Missbrauch Bistum Speyer muss tiefer in die Tasche greifen

Opfer können mit mehr Geld rechnen

Archivartikel

Speyer.Das katholische Bistum in Speyer stellt sich – wie die Nachbarbistümer Mainz und Trier – nach der Neuregelung der Anerkennungszahlungen für Missbrauchsopfer auf hohe Zahlungen ein. Die Verantwortlichen in Speyer rechnen damit, dass sich die Höhe der Leistungen auf drei bis vier Millionen Euro erhöhen werde, wie Sprecher Markus Herr sagte. Bislang wurden dort rund 482 000 Euro an 55 Betroffene gezahlt. Nach einem Beschluss der deutschen Bischöfe sollen Missbrauchsopfer künftig auf Antrag Ausgleichszahlungen von bis zu 50 000 Euro erhalten. Anträge können ab Januar 2021 gestellt werden.
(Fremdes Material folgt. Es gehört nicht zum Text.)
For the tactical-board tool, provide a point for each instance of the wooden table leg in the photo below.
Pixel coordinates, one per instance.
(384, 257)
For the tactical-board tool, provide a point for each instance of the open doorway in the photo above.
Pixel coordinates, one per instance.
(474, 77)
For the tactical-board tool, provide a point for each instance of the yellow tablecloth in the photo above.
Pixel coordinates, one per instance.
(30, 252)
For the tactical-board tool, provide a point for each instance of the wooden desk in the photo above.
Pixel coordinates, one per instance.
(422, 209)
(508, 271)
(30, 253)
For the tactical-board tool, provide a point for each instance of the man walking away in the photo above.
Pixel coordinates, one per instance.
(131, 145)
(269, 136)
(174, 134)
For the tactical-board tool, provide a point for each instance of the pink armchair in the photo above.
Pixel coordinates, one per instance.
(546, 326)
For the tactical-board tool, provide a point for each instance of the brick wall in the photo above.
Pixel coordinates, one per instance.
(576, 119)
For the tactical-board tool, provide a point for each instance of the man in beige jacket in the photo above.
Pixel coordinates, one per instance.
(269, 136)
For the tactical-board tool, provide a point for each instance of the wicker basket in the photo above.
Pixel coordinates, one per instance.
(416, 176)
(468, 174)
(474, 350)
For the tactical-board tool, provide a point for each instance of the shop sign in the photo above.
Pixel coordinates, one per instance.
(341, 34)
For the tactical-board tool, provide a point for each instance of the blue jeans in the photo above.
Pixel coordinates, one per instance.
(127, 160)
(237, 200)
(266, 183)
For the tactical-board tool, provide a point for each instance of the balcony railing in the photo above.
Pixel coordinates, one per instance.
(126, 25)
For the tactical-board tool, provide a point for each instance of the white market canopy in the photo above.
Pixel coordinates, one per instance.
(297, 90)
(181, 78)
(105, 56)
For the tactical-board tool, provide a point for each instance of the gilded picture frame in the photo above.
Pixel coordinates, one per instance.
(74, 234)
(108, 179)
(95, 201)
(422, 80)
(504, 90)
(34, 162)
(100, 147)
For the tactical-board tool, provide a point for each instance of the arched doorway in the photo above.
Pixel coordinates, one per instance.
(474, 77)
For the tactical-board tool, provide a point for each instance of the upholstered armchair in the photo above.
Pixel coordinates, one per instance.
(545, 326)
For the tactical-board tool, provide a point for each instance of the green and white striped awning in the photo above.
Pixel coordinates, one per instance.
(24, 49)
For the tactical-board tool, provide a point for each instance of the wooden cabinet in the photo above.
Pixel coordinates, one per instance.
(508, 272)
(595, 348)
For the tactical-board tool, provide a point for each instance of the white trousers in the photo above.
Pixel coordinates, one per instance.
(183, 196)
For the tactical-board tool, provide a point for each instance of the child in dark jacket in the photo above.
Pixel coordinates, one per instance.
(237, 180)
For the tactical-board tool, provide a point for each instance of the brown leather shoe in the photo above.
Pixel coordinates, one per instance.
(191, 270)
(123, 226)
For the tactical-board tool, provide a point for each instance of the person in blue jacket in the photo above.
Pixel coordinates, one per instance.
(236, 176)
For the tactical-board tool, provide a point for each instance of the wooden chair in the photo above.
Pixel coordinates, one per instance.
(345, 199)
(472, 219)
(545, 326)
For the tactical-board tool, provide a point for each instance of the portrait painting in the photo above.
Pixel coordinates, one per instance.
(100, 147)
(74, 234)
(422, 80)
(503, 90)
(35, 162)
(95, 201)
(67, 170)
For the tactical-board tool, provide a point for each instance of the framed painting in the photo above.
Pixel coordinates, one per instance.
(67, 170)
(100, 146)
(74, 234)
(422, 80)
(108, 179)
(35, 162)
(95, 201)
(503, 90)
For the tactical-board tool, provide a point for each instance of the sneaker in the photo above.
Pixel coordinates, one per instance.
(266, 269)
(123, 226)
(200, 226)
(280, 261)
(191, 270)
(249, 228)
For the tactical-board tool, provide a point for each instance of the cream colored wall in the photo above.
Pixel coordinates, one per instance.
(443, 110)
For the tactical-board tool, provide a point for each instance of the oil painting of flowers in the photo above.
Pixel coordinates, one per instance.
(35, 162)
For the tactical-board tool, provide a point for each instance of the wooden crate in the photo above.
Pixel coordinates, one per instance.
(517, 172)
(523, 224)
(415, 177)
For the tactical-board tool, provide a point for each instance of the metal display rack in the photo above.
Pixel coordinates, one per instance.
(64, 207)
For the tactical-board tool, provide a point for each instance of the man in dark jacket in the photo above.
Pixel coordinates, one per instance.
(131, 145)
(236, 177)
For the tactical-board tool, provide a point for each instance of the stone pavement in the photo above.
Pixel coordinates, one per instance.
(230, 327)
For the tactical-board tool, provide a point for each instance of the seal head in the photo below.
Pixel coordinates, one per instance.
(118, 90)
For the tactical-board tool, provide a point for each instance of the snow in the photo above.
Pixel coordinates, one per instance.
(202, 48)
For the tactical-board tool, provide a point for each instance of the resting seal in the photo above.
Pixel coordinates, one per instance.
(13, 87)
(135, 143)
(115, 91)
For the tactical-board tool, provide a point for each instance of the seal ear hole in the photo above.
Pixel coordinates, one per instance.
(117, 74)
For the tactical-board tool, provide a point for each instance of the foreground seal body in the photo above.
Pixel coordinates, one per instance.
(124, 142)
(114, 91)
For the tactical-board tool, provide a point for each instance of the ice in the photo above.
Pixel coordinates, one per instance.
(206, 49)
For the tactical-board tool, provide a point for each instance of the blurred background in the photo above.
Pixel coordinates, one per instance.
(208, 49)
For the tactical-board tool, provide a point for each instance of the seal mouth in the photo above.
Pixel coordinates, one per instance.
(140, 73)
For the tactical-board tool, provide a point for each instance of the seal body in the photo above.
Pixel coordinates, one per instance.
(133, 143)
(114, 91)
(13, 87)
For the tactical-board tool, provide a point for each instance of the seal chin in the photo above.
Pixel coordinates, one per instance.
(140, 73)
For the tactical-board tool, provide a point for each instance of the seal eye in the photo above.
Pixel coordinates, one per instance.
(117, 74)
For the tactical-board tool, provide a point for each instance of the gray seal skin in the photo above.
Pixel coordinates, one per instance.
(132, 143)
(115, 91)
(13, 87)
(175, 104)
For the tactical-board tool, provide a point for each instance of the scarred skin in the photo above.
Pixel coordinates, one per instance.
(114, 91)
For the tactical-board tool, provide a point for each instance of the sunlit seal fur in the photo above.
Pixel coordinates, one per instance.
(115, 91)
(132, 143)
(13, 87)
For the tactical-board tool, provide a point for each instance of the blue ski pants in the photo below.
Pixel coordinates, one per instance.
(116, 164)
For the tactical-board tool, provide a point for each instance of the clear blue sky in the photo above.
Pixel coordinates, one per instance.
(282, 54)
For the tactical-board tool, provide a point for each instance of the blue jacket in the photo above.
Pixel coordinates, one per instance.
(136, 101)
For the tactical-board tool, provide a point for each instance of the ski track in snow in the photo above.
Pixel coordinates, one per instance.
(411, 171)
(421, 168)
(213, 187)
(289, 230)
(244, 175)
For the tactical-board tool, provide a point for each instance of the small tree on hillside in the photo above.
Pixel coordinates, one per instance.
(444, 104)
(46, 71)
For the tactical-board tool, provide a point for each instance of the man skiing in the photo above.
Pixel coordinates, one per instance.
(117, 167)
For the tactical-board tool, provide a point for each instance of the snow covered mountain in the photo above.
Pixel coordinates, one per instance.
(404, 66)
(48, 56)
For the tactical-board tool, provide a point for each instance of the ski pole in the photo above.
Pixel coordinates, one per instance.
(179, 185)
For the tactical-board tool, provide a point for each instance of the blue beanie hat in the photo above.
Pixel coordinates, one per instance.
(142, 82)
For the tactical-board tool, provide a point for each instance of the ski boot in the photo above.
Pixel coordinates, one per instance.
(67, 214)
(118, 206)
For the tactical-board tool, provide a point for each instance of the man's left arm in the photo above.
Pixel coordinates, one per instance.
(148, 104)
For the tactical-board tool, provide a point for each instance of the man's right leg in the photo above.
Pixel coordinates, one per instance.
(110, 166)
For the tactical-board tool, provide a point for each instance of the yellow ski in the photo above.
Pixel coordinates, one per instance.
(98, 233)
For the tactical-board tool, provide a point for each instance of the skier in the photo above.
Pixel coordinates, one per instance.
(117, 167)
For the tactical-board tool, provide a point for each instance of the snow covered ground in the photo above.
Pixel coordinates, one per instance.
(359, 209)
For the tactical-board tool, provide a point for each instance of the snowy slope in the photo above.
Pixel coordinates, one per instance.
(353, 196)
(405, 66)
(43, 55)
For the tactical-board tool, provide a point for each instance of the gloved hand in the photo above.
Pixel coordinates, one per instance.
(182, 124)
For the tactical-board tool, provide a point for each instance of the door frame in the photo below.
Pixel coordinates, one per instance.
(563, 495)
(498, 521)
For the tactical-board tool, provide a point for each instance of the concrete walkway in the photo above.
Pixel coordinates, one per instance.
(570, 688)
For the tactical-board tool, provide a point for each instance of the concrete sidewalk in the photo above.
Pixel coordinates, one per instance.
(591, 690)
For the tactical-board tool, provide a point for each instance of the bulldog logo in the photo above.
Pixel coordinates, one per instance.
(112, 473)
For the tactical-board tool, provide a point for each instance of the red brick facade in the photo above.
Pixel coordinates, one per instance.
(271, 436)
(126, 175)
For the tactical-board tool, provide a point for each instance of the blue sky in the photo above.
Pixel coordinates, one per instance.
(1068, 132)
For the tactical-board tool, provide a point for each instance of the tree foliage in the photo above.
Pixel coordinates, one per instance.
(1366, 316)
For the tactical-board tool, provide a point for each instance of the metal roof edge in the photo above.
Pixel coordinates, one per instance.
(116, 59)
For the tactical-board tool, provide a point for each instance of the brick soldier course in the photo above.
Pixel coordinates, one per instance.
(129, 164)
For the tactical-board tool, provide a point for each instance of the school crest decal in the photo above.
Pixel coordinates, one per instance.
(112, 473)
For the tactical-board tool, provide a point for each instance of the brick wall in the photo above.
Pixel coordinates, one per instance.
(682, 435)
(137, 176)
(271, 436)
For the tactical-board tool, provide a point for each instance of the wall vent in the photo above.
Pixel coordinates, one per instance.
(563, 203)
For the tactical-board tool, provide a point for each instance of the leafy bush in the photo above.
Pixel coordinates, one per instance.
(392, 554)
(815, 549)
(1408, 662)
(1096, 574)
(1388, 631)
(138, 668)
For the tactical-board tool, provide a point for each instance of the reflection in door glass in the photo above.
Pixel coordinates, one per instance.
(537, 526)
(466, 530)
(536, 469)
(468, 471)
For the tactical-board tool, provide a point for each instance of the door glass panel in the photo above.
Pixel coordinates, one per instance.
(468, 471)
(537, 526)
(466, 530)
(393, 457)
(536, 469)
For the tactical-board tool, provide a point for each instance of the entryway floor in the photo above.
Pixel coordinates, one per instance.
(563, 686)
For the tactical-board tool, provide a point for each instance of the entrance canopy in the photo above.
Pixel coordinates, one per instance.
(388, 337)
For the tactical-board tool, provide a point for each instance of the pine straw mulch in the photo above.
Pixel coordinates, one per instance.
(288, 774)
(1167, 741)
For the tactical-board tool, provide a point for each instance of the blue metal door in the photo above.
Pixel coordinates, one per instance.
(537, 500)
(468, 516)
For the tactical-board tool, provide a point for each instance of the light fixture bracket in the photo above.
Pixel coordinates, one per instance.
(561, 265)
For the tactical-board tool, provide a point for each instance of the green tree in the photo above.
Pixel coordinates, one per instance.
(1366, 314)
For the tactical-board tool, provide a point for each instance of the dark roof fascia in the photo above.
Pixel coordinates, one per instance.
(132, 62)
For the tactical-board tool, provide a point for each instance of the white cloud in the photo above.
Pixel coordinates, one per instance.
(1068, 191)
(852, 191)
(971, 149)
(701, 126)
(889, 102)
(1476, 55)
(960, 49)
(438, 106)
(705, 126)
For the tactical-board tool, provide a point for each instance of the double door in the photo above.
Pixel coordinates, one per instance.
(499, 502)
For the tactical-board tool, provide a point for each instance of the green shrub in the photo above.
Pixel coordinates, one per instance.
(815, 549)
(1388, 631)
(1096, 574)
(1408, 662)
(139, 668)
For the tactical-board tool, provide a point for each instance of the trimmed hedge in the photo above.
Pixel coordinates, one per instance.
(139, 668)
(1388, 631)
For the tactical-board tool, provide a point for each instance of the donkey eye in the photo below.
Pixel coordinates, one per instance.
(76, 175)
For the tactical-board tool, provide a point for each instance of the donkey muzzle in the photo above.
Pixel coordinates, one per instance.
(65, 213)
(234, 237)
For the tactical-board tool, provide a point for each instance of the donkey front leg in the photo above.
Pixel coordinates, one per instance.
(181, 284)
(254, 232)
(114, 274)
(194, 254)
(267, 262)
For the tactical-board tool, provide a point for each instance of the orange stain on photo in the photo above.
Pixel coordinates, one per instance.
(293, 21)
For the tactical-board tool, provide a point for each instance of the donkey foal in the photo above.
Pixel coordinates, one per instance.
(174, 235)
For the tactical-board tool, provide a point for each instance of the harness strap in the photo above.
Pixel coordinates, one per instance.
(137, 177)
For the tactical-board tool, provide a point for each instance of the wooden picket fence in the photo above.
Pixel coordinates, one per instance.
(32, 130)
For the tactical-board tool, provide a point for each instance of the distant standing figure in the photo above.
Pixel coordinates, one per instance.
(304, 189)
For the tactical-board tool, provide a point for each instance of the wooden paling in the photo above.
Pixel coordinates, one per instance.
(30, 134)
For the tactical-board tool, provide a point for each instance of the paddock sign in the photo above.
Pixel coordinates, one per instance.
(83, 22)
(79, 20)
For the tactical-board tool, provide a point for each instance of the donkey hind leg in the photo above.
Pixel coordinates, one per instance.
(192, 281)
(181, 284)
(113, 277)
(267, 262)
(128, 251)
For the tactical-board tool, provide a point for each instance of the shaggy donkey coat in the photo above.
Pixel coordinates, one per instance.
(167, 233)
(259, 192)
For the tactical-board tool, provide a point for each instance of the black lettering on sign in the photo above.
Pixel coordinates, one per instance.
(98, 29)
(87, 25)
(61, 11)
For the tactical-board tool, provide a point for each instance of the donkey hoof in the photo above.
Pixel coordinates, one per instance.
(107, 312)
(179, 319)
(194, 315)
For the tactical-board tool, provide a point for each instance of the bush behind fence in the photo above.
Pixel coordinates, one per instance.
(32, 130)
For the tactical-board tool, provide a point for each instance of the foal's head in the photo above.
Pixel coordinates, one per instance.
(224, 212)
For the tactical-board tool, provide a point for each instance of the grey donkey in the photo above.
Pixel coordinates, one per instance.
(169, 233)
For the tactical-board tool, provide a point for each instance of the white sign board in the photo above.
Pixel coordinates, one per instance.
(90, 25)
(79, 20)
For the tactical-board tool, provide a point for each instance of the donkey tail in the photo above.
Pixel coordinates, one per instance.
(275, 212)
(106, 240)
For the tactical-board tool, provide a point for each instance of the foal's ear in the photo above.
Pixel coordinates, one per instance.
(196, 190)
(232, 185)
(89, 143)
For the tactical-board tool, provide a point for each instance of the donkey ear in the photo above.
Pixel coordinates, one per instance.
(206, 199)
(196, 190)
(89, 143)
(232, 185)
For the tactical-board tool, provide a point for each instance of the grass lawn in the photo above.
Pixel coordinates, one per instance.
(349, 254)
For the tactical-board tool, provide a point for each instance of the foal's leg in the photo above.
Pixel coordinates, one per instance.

Die Höhe der Einmalzahlungen wird von einem unabhängigen Entscheidungsgremium individuell festgelegt: Das Gremium aus sieben Personen soll bis Ende des Jahres stehen, teilte die Deutsche Bischofskonferenz (DBK) in Bonn mit. Angestrebt werde eine „möglichst zeitnahe Bearbeitung“ der Anträge. In Speyer kommt das Geld für Missbrauchsopfer aus dem Verkaufserlös des Bistumshauses St. Josef, in dem zuletzt die Zentrale des Diözesan-Caritasverbandes untergebracht war. Das Haus gehöre zum Bischöflichen Stuhl, der über eigenes Vermögen verfüge. Die Opfer von sexuellem Missbrauch in der katholischen Kirche hatten lange auf eine Neuregelung der Zahlungen gedrängt. Vielen sind die jetzt anvisierten Beträge zu niedrig. Opferverbände hatten bis zu 400 000 Euro pro Fall gefordert.

Im Herbst 2018 hatte die katholische Kirche die sogenannte MHG-Studie und damit Zahlen zu sexuellem Missbrauch öffentlich gemacht. Demnach sind bundesweit von 1946 bis 2014 insgesamt 1670 Kleriker wegen sexuellen Missbrauchs Minderjähriger beschuldigt worden.

Es gab 3677 Opfer. In Rheinland-Pfalz und im Saarland wurden Hunderte Kinder und Jugendliche missbraucht.